Thursday, September 06, 2007

Bad (Security) Journalism

Given that the whole point of a Domain Name Service (DNS) servers is to direct computers from domain names to actual machines, this report seems to be missing the point (my emphasis):
A security researcher has found a serious vulnerability in Bind 8 forcing the software's maintainers to issue an advisory for users to upgrade to Bind 9.4, the latest version.

The flaw within Bind 8 software could misdirect users to a fraudulent wedsite (sic) even if a user typed in the correct URL wrote Amit Klein, chief technology officer for security vendor Trusteer.
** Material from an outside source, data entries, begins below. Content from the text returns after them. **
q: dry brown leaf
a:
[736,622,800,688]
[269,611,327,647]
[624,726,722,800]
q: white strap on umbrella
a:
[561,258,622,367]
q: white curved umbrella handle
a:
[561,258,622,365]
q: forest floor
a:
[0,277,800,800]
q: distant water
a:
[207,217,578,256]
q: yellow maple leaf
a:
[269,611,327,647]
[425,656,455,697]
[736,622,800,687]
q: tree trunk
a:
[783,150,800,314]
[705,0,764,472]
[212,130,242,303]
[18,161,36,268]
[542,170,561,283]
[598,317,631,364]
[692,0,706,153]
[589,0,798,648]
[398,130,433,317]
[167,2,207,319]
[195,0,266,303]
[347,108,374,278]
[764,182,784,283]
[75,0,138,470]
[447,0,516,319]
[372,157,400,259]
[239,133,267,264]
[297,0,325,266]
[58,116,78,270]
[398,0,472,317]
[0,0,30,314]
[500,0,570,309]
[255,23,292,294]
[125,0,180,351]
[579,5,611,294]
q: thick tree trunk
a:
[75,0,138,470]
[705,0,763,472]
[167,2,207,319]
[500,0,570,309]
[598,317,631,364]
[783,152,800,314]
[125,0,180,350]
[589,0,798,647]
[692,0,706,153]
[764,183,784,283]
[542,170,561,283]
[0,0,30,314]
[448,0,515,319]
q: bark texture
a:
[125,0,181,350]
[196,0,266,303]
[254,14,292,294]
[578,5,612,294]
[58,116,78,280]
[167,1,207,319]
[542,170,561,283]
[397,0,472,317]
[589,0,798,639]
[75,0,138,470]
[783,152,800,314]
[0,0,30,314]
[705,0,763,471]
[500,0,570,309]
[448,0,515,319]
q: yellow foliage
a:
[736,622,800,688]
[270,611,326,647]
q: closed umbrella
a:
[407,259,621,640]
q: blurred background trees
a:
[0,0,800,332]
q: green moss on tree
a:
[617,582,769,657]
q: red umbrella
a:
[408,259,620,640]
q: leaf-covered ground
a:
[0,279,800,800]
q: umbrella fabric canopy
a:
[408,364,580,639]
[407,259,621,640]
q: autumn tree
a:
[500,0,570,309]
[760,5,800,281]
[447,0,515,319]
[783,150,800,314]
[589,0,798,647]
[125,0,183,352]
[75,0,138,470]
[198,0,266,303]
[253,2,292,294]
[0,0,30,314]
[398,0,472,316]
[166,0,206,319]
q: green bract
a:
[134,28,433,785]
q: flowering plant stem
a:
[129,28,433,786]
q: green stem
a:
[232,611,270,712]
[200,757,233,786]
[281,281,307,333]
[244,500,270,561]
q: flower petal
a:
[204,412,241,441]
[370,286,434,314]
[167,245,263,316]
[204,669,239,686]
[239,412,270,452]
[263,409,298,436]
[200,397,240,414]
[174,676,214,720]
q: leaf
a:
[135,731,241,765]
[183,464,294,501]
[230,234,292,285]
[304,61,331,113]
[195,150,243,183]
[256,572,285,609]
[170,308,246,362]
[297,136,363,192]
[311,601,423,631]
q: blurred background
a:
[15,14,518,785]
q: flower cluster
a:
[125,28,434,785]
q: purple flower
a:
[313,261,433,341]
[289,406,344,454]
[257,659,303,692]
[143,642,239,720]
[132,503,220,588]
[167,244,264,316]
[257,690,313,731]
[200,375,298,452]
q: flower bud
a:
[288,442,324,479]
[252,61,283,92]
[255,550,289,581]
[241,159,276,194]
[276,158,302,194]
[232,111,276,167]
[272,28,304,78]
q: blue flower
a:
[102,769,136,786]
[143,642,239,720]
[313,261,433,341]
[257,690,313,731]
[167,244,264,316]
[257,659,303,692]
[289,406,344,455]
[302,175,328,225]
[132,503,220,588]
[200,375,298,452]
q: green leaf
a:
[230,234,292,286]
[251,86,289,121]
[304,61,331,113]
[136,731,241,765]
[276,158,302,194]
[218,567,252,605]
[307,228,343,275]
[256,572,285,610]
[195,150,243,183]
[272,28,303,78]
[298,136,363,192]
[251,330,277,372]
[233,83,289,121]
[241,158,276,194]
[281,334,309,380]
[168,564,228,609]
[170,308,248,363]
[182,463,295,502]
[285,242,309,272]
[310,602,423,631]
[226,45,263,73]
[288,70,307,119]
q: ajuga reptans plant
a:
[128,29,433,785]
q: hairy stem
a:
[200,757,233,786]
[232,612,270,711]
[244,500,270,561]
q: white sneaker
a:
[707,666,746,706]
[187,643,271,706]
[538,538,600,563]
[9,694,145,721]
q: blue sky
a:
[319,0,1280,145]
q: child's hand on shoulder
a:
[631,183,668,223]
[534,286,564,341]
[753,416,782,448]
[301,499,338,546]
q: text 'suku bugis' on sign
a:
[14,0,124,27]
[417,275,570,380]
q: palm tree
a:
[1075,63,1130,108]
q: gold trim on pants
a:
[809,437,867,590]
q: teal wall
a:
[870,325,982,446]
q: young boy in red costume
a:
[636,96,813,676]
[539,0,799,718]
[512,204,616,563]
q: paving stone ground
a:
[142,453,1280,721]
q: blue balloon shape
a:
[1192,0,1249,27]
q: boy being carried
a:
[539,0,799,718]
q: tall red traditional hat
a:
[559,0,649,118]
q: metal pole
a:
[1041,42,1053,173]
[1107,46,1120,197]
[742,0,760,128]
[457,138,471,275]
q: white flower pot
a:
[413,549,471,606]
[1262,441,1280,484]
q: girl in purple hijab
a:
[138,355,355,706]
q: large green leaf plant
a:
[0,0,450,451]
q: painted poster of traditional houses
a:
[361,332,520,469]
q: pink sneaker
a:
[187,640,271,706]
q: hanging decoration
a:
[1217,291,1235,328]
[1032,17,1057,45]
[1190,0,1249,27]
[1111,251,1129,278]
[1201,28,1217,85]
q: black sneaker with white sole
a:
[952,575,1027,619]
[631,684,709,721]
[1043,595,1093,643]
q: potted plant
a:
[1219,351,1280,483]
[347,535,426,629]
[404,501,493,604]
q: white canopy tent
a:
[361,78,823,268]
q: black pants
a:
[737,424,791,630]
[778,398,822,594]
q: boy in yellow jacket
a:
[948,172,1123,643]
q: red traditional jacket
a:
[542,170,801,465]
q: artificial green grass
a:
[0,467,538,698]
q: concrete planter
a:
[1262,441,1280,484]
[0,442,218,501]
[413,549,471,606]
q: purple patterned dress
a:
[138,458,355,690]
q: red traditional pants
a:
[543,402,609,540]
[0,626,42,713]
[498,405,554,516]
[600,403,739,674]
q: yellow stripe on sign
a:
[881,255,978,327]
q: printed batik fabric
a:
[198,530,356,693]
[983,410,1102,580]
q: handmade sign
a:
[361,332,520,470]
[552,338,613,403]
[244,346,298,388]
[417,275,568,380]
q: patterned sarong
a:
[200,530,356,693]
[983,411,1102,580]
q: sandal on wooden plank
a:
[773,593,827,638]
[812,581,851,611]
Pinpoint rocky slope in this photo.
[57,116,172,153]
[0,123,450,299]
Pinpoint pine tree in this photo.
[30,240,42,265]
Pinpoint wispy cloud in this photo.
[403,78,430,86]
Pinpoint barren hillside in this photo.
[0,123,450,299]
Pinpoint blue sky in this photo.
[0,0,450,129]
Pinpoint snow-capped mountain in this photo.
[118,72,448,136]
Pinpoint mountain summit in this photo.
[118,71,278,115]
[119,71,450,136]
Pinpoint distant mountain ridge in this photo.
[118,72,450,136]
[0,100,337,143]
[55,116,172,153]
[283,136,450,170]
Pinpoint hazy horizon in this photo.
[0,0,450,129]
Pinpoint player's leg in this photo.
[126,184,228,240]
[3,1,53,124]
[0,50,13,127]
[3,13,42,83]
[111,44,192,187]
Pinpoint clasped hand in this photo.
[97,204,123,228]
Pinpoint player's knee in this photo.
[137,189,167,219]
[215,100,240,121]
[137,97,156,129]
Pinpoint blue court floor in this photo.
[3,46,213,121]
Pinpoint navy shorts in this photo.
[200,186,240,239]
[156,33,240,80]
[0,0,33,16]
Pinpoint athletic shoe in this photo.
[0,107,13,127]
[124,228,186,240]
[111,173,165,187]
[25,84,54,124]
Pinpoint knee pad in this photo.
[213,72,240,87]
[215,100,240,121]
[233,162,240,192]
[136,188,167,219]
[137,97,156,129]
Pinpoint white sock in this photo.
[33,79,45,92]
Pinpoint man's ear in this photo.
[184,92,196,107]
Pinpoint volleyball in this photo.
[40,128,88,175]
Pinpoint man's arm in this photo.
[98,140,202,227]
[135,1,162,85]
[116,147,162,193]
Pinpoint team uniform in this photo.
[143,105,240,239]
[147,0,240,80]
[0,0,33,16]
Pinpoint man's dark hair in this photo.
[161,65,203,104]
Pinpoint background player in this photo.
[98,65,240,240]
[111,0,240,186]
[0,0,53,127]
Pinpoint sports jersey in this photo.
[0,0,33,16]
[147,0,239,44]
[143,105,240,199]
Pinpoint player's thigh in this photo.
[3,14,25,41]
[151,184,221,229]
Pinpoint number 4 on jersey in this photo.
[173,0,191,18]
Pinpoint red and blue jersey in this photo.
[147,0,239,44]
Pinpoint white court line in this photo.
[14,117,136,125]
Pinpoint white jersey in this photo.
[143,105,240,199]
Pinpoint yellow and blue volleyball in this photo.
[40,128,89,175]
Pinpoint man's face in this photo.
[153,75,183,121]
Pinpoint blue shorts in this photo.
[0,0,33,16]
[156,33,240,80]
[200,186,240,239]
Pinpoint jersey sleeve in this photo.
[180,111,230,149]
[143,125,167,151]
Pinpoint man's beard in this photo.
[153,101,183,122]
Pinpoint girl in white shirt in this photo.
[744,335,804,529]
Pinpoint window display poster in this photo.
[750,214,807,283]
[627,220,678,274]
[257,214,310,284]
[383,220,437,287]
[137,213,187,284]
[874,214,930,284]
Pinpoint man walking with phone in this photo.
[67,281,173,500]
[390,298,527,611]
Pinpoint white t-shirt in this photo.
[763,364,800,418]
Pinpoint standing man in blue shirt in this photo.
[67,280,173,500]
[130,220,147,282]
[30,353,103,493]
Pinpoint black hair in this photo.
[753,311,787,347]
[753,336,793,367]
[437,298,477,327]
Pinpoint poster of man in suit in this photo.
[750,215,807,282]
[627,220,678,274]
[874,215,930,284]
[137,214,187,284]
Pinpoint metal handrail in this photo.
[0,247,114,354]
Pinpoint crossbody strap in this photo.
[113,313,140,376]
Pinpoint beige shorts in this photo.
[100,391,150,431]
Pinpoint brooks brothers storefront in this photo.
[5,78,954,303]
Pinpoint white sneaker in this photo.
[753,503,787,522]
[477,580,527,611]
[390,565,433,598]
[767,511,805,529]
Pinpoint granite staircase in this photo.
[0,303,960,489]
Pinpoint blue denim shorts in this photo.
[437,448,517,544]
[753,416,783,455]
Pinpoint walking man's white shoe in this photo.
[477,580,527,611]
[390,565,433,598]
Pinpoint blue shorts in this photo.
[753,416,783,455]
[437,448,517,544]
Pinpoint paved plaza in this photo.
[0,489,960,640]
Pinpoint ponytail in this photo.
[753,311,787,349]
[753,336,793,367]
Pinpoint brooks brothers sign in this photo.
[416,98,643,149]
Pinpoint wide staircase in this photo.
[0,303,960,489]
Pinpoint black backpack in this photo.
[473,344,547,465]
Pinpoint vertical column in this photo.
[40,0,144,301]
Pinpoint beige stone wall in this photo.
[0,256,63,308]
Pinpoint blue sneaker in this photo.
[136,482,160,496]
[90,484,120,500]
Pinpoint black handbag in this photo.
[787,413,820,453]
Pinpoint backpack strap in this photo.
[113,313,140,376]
Klein discovered the problem.

There is actually a real problem, reference here in technical gobbledegook, which exploits a failing in a pseudo-random number generation (the transaction ID) to con the server into accepting spoofed authoritative responses, which it then caches and feeds down to the clients (i.e. your computer). Think of it as a technical equivalent of a CiF comments thread where some people actually believe the crud in the original posting because of the presumed 'authority' of the poster.

2 comments:

CityUnslicker said...

yikes - I don't understand a word of this!

Surreptitious Evil said...

That's okay. It took me a while to get a handle on hugely leveraged gambling (aka derivatives).

I really wouldn't look at the Trusteer white paper, though.

Bind is the most popular (and free) version of the software that turns a web address (URL) like "www.cityunslicker.blogspot.com" first into the true name of the server that supports it (blogspot.l.google.com) and then into the IP address of that server (72.14.207.191) so my computer can fetch and display your blog. And it's buggy.

 
HTTP Error 403: You are not authorised to access the file "\real_name_and_address.html" on this server.